Contemporary quartet for 4 movers. Sound by Sean Doyle. Costumes by Joseph Fox, Sydney Moore, Britta Joy Peterson, Barbara Tucker Parker. Light (12:30) is a collaborative work bringing together text, sound, aerosol art, light and movement. As the third riff of BJP’s Cover All Series, the quartet is an internal call to action and an external convening of empowered people. We rise, we begin. The Cover All Series also includes “Moxie” (2014) and “A Manner of Adjourning from the Apex” (2015).
“Tired hearts kick darkness and bleed light” – January 2017, April 2016, October 2015 [Tempe, San Francisco, Rock Springs, Phoenix]
Created, installed and performed by +++ with Coel Rodriguez.
Tired hearts kick darkness and bleed light (16:00) is an audience absorbing interrogation of intimacy.

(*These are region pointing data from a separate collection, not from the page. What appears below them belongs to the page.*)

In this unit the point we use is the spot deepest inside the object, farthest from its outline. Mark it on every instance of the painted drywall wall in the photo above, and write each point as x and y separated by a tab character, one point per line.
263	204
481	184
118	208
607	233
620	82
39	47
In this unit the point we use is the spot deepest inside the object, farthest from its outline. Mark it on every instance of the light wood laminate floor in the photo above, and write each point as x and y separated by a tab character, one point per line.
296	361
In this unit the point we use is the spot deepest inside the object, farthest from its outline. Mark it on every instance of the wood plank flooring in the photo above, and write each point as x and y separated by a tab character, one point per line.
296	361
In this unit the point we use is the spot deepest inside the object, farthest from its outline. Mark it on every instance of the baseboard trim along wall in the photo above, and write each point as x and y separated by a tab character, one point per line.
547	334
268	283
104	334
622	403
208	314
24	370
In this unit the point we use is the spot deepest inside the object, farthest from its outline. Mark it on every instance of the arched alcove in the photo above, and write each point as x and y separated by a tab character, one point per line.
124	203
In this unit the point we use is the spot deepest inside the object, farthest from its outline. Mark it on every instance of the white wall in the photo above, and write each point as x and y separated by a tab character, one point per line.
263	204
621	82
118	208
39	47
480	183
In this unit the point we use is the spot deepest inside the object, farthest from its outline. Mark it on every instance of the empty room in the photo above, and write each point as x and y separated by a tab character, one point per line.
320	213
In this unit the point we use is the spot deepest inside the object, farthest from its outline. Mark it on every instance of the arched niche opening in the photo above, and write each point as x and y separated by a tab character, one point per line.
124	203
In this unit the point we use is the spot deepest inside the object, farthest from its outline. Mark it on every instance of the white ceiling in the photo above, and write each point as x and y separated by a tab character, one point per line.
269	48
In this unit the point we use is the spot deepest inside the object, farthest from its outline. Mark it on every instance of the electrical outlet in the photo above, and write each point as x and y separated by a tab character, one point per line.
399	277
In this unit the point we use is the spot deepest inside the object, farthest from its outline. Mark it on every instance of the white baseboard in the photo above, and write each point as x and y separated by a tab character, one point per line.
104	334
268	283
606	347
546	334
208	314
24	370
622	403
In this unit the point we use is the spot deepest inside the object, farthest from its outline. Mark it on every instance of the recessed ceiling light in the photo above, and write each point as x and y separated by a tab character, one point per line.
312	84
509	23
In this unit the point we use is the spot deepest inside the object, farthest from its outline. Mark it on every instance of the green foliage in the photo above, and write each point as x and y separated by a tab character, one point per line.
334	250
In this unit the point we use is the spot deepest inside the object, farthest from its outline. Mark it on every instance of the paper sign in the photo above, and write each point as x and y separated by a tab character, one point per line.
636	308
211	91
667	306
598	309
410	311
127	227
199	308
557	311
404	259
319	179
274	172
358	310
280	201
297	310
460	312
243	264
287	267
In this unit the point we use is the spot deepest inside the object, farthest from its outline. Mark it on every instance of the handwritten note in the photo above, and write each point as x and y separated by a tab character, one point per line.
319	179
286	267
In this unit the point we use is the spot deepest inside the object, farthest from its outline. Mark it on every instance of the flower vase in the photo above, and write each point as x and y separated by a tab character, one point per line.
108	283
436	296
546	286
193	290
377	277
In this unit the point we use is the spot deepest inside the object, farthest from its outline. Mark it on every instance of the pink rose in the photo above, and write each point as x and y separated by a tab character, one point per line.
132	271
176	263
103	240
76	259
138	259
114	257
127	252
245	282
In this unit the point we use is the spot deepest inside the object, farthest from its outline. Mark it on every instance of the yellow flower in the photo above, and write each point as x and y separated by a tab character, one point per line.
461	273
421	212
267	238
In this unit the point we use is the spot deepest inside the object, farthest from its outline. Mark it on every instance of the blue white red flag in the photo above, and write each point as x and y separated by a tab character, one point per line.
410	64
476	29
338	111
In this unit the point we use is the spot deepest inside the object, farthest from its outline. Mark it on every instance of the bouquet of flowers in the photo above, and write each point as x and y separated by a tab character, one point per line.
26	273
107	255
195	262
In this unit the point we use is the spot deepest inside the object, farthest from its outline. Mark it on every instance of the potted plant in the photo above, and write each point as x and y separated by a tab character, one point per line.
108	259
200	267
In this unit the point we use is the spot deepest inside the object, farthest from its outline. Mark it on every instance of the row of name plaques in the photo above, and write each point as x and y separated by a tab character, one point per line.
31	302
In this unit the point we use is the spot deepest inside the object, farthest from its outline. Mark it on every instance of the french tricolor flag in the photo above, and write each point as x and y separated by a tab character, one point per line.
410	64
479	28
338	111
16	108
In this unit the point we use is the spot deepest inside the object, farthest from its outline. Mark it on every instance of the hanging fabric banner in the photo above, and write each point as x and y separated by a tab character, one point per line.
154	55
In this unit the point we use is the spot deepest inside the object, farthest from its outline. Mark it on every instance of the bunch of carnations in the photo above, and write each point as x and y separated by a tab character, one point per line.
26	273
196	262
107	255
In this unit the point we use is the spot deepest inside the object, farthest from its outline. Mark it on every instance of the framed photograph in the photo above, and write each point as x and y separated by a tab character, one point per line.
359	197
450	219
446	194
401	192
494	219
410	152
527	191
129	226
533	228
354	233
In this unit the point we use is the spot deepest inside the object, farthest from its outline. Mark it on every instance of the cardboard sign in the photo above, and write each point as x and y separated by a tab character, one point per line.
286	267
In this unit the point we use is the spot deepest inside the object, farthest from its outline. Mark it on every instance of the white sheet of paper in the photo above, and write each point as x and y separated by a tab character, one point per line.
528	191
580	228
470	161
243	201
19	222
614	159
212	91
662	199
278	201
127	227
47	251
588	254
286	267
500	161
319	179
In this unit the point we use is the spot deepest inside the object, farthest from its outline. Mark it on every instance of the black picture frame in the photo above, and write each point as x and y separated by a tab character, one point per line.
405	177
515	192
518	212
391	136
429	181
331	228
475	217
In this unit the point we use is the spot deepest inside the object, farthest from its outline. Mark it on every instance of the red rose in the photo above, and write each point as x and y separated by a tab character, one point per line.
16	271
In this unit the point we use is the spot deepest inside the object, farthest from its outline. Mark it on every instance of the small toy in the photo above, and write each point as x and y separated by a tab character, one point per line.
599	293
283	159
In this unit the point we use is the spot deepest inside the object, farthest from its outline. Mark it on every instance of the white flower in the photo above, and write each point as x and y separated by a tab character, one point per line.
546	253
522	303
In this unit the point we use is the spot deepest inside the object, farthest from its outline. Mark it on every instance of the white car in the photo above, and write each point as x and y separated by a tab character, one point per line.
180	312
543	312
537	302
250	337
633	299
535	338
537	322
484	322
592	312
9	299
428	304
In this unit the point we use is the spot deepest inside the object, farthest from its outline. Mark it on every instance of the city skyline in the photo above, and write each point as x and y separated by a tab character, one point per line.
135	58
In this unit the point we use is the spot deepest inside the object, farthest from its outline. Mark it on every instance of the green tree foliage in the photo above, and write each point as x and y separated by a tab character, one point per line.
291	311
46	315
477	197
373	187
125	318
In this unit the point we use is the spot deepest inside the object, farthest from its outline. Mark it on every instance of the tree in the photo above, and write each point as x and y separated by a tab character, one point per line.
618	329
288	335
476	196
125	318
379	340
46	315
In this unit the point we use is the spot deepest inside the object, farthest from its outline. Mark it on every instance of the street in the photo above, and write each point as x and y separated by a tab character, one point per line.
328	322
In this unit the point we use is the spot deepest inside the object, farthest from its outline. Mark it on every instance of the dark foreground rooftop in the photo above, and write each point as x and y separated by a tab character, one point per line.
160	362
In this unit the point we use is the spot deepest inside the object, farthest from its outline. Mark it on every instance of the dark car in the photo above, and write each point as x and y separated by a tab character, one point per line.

The quartet transforms space through light, movement, and sound—juxtaposing textures, tempos, angles, and qualities/quantities of touch.
Created and installed by +++ for Desert Dance Theatre, Wyoming
Visible Sketch v.5 (11:30) is an interactive media/dance performance for three movers/vocalists. The performers use sketches to describe each major performance of the piece, referring to an iterative creative process that resists perfectionist temptations.
This project explores a dynamic concealing/revealing in contexts of multiple relationships: individual and ensemble, body and self, open and closed, part and whole, qualities and quantities, knowing and naïveté.
Dance making is an act of synthesizing ideas. The process may take one (or multiple) of many paths depending on variables like the number of dancers, resources at hand, type of idea, intention of product, or type of audience.
Or I may say to hell with it and not worry about any of these.
I find myself paring away, streamlining, removing the frivolous and superfluous. The resulting experience is a clearly designed space full of sensuous materials: bodies meeting light, sound, objects and other bodies.
The human body. A body of human bodies. They are the catalytic agent for the process and the product. The tissues, organs, and spirit of the body move through different methods to analyze, connect, and transform ideas into dances.